O gene LMNA de pacientes com progeria produz uma forma anormal de lamina A chamada progerina. A progerina desestabiliza a membrana nuclear, prejudicando principalmente as células que formam tecidos submetidos a força física intensa, como os dos sistemas cardiovascular e músculo-esquelético.
Originalmente acreditava-se que a progerina estivesse estritamente associada à progeria. Entretanto, em 2007, descobriu-se que células normais de pessoas saudáveis também produzem, em pequena quantidade, essa proteína.
Agora os mesmos pesquisadores que identificaram a mutação em LMNA responsável pela síndrome de Hutchinson-Gilford descobriram uma interação entre progerina e telômeros em células de pessoas comuns. A descoberta foi publicada este mês no The Journal of Clinical Investigation.
Telômeros são sequências de DNA que protegem as extremidades dos cromossomos. Cada vez que uma célula se divide, ocorre seu encurtamento. Quanto menores os telômeros, menor é o número de vezes que uma célula é capaz de se replicar, até o momento em que para de vez. Os telômeros funcionam, portanto, como um relógio da vida, definindo o início da senescência ou, em outras palavras, o envelhecimento celular.
Telômeros, progerina e RNA
Os cientistas, liderados pelo geneticista norte-americano Francis S. Collins (conhecido por coordenar o Projeto Genoma Humano), descobriram que telômeros curtos ativam a produção de progerina em indivíduos saudáveis. Quanto mais curtos os telômeros, mais progerina é produzida.
A pesquisa sugere que o encurtamento dos telômeros, consequência inevitável da multiplicação celular, altera o modo como as células decodificam a informação genética necessária para a produção das proteínas, processo conhecido como splicing alternativo de RNA.
Esse processo ocorre porque o RNA não carrega, de forma linear, todas as informações embutidas na fita de DNA. Para produzir proteínas, células precisam emendar segmentos de informação no RNA chamados exons e remover outros, os íntrons.
A produção de proteínas importantes para a manutenção da integridade do citoesqueleto celular, tais como actina, fibronectina, vimentina e tubulina, é afetada pelo encurtamento dos telômeros. E o mais intrigante é que o encurtamento dos telômeros também afeta o RNA que codifica lamina A, favorecendo o acúmulo de progerina.
Enquanto nos indivíduos com progeria uma mutação no DNA é a causa do acúmulo de progerina, durante o envelhecimento normal essa mesma progerina é produzida, só que dessa vez como consequência de uma alteração no processamento do RNA.
Surpresas à parte, os resultados da pesquisa indicam que o relógio biológico, forjado na perda dos telômeros, interfere na montagem de proteínas, que passa a ser prejudicada por instruções confusas sobre quando é preciso emendar exons e excluir íntrons.
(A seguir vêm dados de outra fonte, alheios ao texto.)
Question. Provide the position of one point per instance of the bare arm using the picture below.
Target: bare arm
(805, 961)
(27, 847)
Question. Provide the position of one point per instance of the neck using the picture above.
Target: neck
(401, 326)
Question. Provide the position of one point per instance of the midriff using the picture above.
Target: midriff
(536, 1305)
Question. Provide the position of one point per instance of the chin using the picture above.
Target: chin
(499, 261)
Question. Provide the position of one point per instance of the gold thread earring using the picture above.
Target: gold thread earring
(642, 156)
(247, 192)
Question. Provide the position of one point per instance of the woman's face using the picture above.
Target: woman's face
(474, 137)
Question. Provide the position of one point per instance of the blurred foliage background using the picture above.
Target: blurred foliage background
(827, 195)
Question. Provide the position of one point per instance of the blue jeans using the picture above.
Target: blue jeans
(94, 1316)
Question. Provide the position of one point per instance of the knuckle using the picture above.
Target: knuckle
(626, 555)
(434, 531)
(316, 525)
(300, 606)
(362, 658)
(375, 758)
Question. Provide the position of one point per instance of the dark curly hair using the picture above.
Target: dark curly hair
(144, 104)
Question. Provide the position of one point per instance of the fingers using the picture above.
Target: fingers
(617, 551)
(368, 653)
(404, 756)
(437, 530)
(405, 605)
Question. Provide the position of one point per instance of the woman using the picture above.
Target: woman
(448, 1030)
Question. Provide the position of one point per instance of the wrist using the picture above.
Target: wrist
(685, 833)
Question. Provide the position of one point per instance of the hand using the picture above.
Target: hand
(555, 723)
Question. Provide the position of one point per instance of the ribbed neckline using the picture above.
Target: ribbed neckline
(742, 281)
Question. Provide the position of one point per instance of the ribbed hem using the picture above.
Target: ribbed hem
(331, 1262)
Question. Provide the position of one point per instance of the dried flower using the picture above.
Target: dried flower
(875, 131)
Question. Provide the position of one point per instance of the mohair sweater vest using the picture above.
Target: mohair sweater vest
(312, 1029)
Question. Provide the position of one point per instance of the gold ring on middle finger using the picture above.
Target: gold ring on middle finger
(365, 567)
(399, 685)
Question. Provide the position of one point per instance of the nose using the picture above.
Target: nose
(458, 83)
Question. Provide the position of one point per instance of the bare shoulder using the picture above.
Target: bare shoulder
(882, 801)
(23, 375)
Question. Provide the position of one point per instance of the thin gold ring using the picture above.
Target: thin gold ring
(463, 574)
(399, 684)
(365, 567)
O citoesqueleto celular fica, então, comprometido, e ocorre o acúmulo de progerina. É o início do fim de nossas vidas.
Com a descoberta das bases moleculares do envelhecimento, será possível, no futuro, tornar a vida cada vez mais longa e saudável. Isso seria o equivalente, na mitologia grega, a convencer Geras a se aproximar mais de Hebe, a deusa da juventude.